O frio que tomava minhas entranhas já
tinha se espalhado por todo meu corpo. A sensação de vê-la se aproximando era
tão intensa que alguns momentos me faltou ar. Senti o colchão ceder ao meu
lado, me arrepiei todo. Ela sentou, olhou para mim:
- Tudo bem? Se for te incomodar eu posso dormir lá na
cadeira, é grande mesmo. – perguntou ela, já sabendo a minha resposta.
- Lógico que não, tá doida? Tranquilo, deita aí. – respondi me
concentrando ao extremo para não deixar transparecer meu nervosismo.
- Então tá! – Completou já se deitando. Senti o corpo dela se
apoiar todo sobre o colchão, deformando-o levemente. A sensação daquele encontro
na porta do banheiro voltou com uma força ainda mais brutal. O cheiro da sua
pele incendiava cada centímetro do meu corpo, atiçando minha imaginação e
embriagando meus sentidos. Um fervor antagônico ao friozinho ansioso que eu
sentia antes dela se deitar ia tomando conta de mim. Olhei para ela
disfarçadamente buscando captar mais um motivo para alimentar meu desejo, e assustei
ao ver que ela me encarava. Tinha nos lábios um sorriso travesso, o que a
deixava ainda mais linda.
- Tá nervosão, né? – Falou gargalhando. – Dá pra ver! Você tá
com uma expressão muito tensa.
- E...eu? Não, que...isso. Impressão sua! – Minha negativa
acompanhada dessa irritante gagueira involuntária fez Clarice aumentar ainda
mais o volume das risadas.
- Aí! Consegue nem falar! Calma, não vou te morder! – Disse entre
as gargalhadas
- Hãm... pior. Tô nervoso mesmo...é que nunca deitei com uma
menina. – Respondi admitindo a situação e constrangido pelo fato íntimo que essa
afirmação revelava. Ela percebeu o meu embaraço e subitamente parou de rir.
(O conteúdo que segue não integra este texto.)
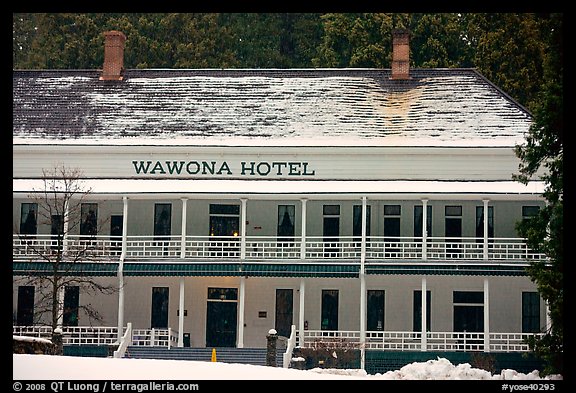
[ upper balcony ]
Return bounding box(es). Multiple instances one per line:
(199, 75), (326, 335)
(13, 235), (546, 265)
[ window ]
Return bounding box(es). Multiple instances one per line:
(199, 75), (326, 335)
(274, 289), (294, 337)
(452, 291), (484, 332)
(444, 206), (462, 259)
(16, 285), (35, 326)
(412, 290), (432, 332)
(476, 206), (494, 242)
(366, 290), (385, 331)
(50, 214), (64, 249)
(63, 286), (80, 326)
(20, 203), (38, 235)
(208, 288), (238, 300)
(414, 205), (432, 238)
(522, 292), (540, 333)
(352, 205), (372, 243)
(323, 205), (340, 258)
(522, 206), (540, 220)
(210, 204), (240, 236)
(276, 205), (296, 243)
(320, 289), (338, 330)
(80, 203), (98, 236)
(154, 203), (172, 240)
(110, 214), (124, 255)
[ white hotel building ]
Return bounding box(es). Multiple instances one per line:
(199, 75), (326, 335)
(13, 32), (547, 370)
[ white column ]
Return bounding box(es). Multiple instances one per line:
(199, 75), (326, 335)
(236, 198), (247, 348)
(420, 277), (428, 352)
(359, 197), (368, 370)
(62, 200), (70, 257)
(178, 277), (184, 347)
(236, 276), (246, 348)
(120, 197), (128, 262)
(240, 198), (247, 260)
(484, 278), (490, 352)
(544, 302), (552, 333)
(298, 278), (306, 348)
(482, 199), (489, 260)
(300, 198), (308, 259)
(57, 286), (64, 329)
(180, 198), (188, 259)
(422, 198), (428, 261)
(117, 196), (128, 342)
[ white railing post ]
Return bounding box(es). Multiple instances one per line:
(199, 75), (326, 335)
(422, 198), (428, 261)
(237, 276), (246, 348)
(298, 278), (306, 348)
(300, 198), (308, 259)
(482, 199), (489, 260)
(180, 198), (188, 259)
(240, 198), (247, 261)
(282, 325), (296, 368)
(420, 277), (428, 351)
(359, 196), (368, 370)
(484, 278), (490, 352)
(178, 277), (184, 347)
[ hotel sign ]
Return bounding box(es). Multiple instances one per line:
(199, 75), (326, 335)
(132, 161), (316, 177)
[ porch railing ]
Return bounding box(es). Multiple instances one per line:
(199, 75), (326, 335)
(12, 326), (542, 352)
(297, 330), (542, 352)
(13, 234), (545, 263)
(12, 326), (178, 348)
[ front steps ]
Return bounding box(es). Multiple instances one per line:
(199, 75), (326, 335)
(124, 345), (284, 367)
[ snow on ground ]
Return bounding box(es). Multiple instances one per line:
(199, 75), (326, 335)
(12, 354), (563, 380)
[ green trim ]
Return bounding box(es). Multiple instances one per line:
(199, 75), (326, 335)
(12, 261), (118, 276)
(12, 261), (527, 278)
(366, 264), (527, 276)
(244, 263), (360, 278)
(124, 263), (242, 276)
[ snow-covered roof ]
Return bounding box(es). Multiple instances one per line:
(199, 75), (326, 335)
(12, 179), (544, 198)
(13, 69), (531, 146)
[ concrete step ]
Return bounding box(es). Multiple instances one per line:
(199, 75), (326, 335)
(124, 346), (283, 367)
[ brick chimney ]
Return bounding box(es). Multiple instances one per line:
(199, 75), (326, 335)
(391, 29), (410, 80)
(100, 30), (126, 81)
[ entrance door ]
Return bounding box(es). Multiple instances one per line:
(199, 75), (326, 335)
(63, 285), (80, 326)
(320, 289), (338, 330)
(444, 206), (462, 259)
(150, 287), (169, 329)
(366, 290), (384, 331)
(275, 289), (294, 337)
(206, 288), (238, 347)
(452, 291), (484, 350)
(16, 285), (35, 326)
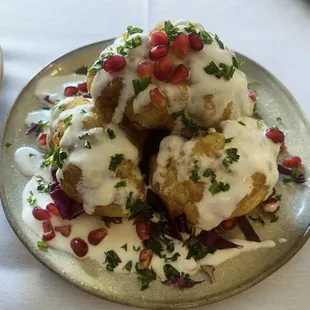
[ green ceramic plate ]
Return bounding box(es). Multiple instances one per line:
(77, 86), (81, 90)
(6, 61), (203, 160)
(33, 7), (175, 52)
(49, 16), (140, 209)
(1, 40), (310, 308)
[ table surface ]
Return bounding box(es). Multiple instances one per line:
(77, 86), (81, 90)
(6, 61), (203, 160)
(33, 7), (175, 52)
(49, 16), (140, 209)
(0, 0), (310, 310)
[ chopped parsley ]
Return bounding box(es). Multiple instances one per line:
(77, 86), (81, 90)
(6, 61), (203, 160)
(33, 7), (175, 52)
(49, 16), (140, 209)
(203, 61), (235, 81)
(136, 263), (156, 291)
(64, 114), (72, 127)
(78, 132), (89, 140)
(209, 180), (230, 196)
(74, 66), (88, 75)
(132, 77), (152, 95)
(185, 237), (216, 261)
(203, 168), (216, 182)
(109, 154), (124, 172)
(107, 128), (116, 140)
(274, 194), (282, 201)
(132, 245), (141, 252)
(37, 240), (48, 250)
(162, 20), (180, 44)
(163, 252), (181, 263)
(84, 140), (91, 149)
(198, 30), (213, 44)
(164, 264), (181, 279)
(214, 34), (225, 50)
(231, 56), (244, 69)
(37, 176), (51, 193)
(270, 214), (279, 223)
(222, 148), (240, 169)
(27, 192), (37, 207)
(41, 147), (68, 169)
(114, 181), (127, 188)
(126, 192), (153, 220)
(104, 250), (122, 271)
(189, 160), (200, 183)
(249, 215), (266, 225)
(123, 260), (132, 272)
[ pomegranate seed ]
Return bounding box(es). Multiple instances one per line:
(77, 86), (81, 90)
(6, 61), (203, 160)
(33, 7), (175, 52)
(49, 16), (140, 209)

Achou minha mão por debaixo dos cobertores, agarrou-a e disse:
- Olha, tá tudo bem. Eu não queria te constranger com isso,
desculpa. É que você ficou tão fofo nervoso! Me desculpa! – Confesso que essa
frase mexeu muito comigo. Reviveu minhas esperanças e me fez soltar um sorriso.
Sem o que responder, apenas olhei para ela, num sinal de que tinha aceitado as
desculpas. Ela apertou minha mão antes de soltá-la.
- Além disso, você tá sendo um anjo comigo! Quem em sã
consciência daria moral para uma louca como eu? Olha o tamanho do trabalho que
estou te dando, ainda dormindo aqui de graça?
- Não é trabalho, Clarice, já te falei. Adoro sua companhia.
Na verdade você está me fazendo um favor de ficar comigo – Quando acabei de
falar percebi que ela me olhava com uma ternura até agora inédita. Se não era
pretensão minha, confesso que também havia um pingo de admiração ali.
- Porque todos os homens não são assim, hein? Sorte de quem
ficar contigo. – Cada segundo que se passava eu ficava mais envergonhado. Não
era acostumado a receber elogios, muito menos de meninas. Além disso, ela
falava com uma doçura que me fazia dar vida às minhas ilusões.
- Boa noite! Qualquer coisa me avisa tá? Pode acordar – Falou
ela encerrando a conversa. Antes de deitar novamente, ela se aproximou e me deu
um beijo no rosto. Ao se afastar, deu mais um daqueles sorrisos encantadores.
Ajeitou o travesseiro e se enfiou embaixo das cobertas. Eu ainda fiquei um
tempinho sentado, me deliciando com o toque suave de sua boca. Olhei para o
lado ela já estava deitada. Me virei também e desliguei a luz.